Even when you know that prospects are grim, hope can help. It’s not just a feeling, but a way to step into the future
Melanie, a 47-year-old partner at a top civil engineering firm in Boston, could not accept the fact that she was staring at tacky art in a physician’s waiting room. Sitting there, her thoughts drifted back to her advisor in college, who cautioned her that it would not be easy to succeed in a male-dominated field. But she was a fighter and would not be deterred. Her drive had been easily identified by her supervisors, and she was continually rewarded with broader responsibilities. Indeed, her personal and professional lives were textbook descriptions of how to use ingenuity and grit to overcome grim obstacles. But this was different. This was her body betraying her. She could deal with the unexplained weight loss and the yellow tint that had altered the colour of her eyes. But then came the pain. Deep, boring, twisting pain. The agony catapulted her to seek medical attention and, within a week, the work-up was complete. Pancreatic cancer.
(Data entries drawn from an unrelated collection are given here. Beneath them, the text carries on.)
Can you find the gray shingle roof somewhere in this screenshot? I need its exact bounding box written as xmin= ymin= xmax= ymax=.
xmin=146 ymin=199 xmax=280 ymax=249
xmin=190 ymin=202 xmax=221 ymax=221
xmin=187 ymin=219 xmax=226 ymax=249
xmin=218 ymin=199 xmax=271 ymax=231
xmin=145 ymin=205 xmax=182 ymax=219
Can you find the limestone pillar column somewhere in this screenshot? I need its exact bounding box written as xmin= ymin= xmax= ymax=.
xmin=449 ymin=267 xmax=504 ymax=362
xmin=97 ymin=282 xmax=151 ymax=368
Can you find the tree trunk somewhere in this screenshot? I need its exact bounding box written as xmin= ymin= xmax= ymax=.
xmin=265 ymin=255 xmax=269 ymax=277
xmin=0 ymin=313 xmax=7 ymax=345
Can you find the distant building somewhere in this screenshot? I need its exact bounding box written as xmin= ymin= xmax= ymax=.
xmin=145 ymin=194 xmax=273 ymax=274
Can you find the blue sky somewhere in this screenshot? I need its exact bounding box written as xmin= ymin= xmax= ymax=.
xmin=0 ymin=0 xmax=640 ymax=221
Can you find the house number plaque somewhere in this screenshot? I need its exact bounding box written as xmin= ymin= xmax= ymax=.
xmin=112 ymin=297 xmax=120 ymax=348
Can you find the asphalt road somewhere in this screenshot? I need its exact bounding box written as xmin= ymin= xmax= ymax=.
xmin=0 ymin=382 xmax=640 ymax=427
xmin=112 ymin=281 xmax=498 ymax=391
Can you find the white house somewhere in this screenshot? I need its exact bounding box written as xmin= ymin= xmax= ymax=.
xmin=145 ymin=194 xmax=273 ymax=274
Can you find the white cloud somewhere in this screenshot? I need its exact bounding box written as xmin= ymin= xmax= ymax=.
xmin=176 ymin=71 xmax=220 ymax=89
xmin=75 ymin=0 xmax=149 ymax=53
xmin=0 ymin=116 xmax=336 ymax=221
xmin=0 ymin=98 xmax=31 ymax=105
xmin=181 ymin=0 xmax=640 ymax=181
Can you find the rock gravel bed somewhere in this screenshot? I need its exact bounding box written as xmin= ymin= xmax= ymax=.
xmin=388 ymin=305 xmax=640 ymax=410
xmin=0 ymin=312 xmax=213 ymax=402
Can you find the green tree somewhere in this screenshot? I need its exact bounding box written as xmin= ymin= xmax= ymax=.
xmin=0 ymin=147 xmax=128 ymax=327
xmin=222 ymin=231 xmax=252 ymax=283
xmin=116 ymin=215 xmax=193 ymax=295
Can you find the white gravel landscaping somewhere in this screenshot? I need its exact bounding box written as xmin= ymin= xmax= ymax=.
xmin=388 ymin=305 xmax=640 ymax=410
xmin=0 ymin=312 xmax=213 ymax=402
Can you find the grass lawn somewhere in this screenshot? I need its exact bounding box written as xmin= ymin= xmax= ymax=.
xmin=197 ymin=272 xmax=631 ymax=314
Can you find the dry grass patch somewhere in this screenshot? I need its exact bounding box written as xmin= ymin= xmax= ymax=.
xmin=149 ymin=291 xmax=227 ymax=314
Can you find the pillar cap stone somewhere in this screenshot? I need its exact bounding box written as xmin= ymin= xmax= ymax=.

Inside her office, Dr Tamika was reviewing the PET scans and mulling over what to say to Melanie. After 20 years in practice, it seemed like having these conversations had gotten only harder. Surely someone as bright as Melanie had Googled pancreatic cancer and seen the adjectives (deadly, devastating) and the clichés (‘the tumour that gives oncology its reputation’) that go along with this particular malignancy. She had undoubtedly already uncovered the fact that long-term survival was achievable only in a relatively small percentage of cases. Dr Tamika wanted to provide hope. But, under these circumstances, wouldn’t it be less than totally truthful to talk about hope? Perhaps, Dr Tamika pondered, she should instead speak with Melanie about her goals for the time she had left, preparing her for the likely scenario that it would be only a matter of months. That felt more honest, but wouldn’t Melanie’s hope be crushed?
Dr Tamika’s thoughts capture what we call ‘the double-bind of hope’. Oncologists and other physicians who care for seriously ill patients such as Melanie often find themselves entangled by such a predicament. On the one hand, they worry that sharing the whole truth about a medical situation might destroy their patients’ hopes, leading to despair. But they also worry about the opposite strategy: that not accurately providing all relevant medical information or putting too rosy a spin on that information could lead patients down a path of false hope, denying them the time and space to emotionally prepare themselves and their families for whatever awaits.
Caught in this bind, physicians are tempted to throw up their hands and conclude that addressing hope isn’t their job. But this isn’t a tenable conclusion either. Ignoring people’s need for hope won’t make it go away.
This dilemma results from an overly narrow view – one commonly held in the medical world – that equates ‘hope’ with ‘cure’. If we buy into this equation, it means accepting that hope simply isn’t accessible for patients for whom cure isn’t possible, unless, of course, they deny the medical truth.
But these treacherous waters are navigable for physicians willing to follow a new body of research in psychology and accept a broader understanding of hope, one that allows the inclusion of difficult truths. And because unpleasant realities permeate our lives beyond the realm of illness, this new understanding may also pay dividends no matter what difficulties we’re facing.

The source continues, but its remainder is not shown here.